The proposal was a downright production. We, the roommates, were going to be at the Hollywood Roosevelt Hotel anyway, for reasons too long and boring to write here. I knew, from previous experience, that the Roosevelt had a top-floor penthouse suite with full roof access. I used to work at a company that interviewed famous people, and the Roosevelt was one of our “locations.” The cost for Steve to reserve the suite for the whole night was ridiculous in the extreme, but he managed to talk the staff down to an almost non-ridiculous amount. Surprising Christina is a difficult task in its own right. She and I have seen numerous movies together and invariably, she will lean over twenty minutes in and say that she has the whole plot figured out, and she’s usually right. A high amount of subterfuge went in to making sure she didn’t know what was going on — a week’s worth of long (LONG) phone calls with Steve and the other roommates culminated into a very memorable evening in which Christina accepted Steve’s proposal.

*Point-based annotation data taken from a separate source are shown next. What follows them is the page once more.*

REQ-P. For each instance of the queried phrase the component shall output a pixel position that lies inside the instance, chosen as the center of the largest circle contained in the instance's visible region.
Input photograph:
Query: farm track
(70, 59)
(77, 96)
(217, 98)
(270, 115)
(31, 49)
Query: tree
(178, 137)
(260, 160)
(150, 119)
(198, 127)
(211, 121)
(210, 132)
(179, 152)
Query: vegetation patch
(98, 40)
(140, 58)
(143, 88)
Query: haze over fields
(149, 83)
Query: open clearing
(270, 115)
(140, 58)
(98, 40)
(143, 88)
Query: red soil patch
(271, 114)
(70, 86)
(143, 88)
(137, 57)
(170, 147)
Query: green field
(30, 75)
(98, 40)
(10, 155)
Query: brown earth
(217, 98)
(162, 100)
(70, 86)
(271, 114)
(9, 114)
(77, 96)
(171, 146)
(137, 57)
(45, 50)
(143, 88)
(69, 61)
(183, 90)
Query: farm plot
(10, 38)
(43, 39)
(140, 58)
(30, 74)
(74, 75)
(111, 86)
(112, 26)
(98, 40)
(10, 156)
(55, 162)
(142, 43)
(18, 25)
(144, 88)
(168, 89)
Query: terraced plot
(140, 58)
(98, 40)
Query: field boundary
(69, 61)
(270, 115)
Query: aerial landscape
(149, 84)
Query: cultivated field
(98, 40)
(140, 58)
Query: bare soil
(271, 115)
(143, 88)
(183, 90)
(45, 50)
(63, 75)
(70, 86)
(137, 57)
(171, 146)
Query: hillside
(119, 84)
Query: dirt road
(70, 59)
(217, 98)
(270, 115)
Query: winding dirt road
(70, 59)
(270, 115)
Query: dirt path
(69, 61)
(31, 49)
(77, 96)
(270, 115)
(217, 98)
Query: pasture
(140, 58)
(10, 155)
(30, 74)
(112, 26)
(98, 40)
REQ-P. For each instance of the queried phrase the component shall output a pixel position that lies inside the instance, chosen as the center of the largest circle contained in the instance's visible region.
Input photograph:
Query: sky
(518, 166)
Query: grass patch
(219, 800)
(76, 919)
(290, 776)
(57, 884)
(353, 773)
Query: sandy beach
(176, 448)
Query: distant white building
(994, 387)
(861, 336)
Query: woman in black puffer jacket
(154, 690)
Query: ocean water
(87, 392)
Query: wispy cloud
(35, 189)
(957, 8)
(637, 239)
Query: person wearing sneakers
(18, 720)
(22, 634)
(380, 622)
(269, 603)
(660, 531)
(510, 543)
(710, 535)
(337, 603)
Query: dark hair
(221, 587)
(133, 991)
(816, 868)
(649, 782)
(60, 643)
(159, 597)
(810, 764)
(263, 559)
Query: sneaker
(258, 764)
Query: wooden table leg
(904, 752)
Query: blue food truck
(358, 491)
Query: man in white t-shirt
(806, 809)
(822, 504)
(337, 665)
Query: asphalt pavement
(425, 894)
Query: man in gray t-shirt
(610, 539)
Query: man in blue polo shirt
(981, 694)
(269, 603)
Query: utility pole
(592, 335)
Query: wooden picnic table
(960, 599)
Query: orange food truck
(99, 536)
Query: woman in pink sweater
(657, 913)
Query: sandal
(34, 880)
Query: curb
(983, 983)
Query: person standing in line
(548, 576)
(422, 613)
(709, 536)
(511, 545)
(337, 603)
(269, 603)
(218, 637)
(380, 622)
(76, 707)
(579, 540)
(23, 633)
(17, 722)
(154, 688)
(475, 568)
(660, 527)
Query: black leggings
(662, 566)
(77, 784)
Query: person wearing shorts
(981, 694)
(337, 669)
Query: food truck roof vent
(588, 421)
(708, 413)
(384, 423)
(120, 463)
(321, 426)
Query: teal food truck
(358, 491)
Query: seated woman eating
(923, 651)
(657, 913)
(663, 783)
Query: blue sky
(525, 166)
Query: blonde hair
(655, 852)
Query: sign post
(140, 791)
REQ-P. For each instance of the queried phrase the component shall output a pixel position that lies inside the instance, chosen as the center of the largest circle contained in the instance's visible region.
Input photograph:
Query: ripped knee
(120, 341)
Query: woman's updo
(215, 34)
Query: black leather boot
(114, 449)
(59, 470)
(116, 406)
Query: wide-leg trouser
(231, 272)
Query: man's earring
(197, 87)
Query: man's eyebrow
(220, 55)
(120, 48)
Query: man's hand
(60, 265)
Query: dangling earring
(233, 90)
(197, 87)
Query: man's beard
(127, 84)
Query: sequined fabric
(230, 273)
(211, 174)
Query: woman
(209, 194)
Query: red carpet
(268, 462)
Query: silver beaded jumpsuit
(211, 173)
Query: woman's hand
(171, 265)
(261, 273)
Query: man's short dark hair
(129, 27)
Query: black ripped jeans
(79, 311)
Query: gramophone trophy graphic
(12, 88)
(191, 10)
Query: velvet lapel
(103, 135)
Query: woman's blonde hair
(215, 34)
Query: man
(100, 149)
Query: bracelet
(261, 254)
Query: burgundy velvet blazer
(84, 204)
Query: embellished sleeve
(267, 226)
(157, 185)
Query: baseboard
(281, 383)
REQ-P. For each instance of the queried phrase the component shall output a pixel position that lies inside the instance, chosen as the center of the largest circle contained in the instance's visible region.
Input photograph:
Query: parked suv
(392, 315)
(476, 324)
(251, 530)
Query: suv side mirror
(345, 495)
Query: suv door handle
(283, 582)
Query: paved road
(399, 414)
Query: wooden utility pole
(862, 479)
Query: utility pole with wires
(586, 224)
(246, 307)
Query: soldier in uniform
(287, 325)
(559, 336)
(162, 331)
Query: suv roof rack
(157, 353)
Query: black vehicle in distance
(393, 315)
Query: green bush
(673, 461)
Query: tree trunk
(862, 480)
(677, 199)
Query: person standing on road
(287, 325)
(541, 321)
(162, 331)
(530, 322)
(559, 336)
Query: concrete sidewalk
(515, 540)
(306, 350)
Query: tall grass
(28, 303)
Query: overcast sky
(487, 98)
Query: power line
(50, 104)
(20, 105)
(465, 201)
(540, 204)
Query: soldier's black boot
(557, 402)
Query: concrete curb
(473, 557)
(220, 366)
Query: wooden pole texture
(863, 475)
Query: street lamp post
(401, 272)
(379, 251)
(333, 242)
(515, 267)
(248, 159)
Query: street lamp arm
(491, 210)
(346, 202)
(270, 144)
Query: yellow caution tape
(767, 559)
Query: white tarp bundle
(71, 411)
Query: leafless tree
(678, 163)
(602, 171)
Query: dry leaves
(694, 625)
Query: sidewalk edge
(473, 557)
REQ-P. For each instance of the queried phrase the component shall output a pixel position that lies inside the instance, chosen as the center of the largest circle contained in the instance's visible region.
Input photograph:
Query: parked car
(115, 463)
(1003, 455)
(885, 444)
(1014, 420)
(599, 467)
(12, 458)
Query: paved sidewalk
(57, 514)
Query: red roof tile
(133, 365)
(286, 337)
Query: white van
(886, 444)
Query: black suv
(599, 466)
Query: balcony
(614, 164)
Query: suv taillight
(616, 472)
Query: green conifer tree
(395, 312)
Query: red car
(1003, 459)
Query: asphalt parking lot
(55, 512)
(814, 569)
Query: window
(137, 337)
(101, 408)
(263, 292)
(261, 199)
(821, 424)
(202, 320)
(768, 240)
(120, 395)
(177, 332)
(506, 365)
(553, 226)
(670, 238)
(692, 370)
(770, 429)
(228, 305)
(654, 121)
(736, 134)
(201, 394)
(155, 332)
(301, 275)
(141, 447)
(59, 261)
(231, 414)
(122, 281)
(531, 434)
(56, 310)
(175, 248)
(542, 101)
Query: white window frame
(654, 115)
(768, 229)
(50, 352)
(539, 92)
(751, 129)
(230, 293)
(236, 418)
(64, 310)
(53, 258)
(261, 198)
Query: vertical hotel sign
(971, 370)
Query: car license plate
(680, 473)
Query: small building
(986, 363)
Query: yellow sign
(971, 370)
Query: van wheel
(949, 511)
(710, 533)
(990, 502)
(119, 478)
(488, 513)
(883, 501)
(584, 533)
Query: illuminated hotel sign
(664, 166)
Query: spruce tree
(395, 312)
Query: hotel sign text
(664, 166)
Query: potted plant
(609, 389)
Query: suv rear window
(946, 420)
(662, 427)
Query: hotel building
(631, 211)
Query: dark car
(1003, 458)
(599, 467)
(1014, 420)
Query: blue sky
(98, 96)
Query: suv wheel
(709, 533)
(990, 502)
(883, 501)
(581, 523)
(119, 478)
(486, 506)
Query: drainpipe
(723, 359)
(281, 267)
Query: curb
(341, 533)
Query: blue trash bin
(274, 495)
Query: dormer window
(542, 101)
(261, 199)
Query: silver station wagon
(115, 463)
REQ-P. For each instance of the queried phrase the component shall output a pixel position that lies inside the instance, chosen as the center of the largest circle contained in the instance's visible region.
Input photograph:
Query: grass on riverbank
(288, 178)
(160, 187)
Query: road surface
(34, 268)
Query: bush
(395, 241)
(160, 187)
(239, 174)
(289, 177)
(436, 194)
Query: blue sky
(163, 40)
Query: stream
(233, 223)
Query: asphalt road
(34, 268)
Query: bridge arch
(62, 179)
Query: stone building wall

It’s been a long road for Christina and Steve. She tells a story about how when they started dating in the summer of 2005, that she sat on the toilet and said to God, “you’re going to make me marry Steve, aren’t you?” Okay, so maybe a bit of an auspicious beginning. But things have changed quite a bit since then. It’s such a reflection of how much God loves the two of them by how he’s stretched them and helped them fit into a relationship with one another. Through it they’ve both become more themselves, more comfortable with how they were made, more at peace. It’s been a wonderful transformation to see in Christina, who will be leaving the house almost exactly two years after I arrived.
And I will be sad. I had my own set of reservations moving into a house with three other women. Even more reservations about having to share a room with someone. Suddenly I had no space to call my own, and for a long time I thought the rooming situation would never work out. Christina held such strange hours and I always woke up when she would come home and rustle about the room. I resented it until we were able to talk about it one afternoon while we had lunch at the visual effects company where we were both employed at the time. Now I don’t hear her at all when she creeps in at 2:00am.
Since that time, I’ve grown to truly love her. That sounds a bit strange to say, and it feels strange anyway, since I’ve never been so unafraid to show my affection as I am with her. I’ve always had female friendships, but they’ve always been decidedly ungirly in their candor. I really felt it several weeks ago when she invited me to a screening of ‘Notes on a Scandal.’ When I thanked her for thinking of me and inviting me, her response was simply “I’m always thinking of you.” It’s hard to put into words what sharing a room with her for nearly two years has done to me. I guess it’s softened me, made me more vulnerable, and simply more open to let others into that private space.
As I read over what I just read, I’m afraid I’ve made it sound as if we’re having underwear-clad slumber parties — which is not what I’m insinuating (at all). I’m simply speaking of how nurturing a close female friend can be.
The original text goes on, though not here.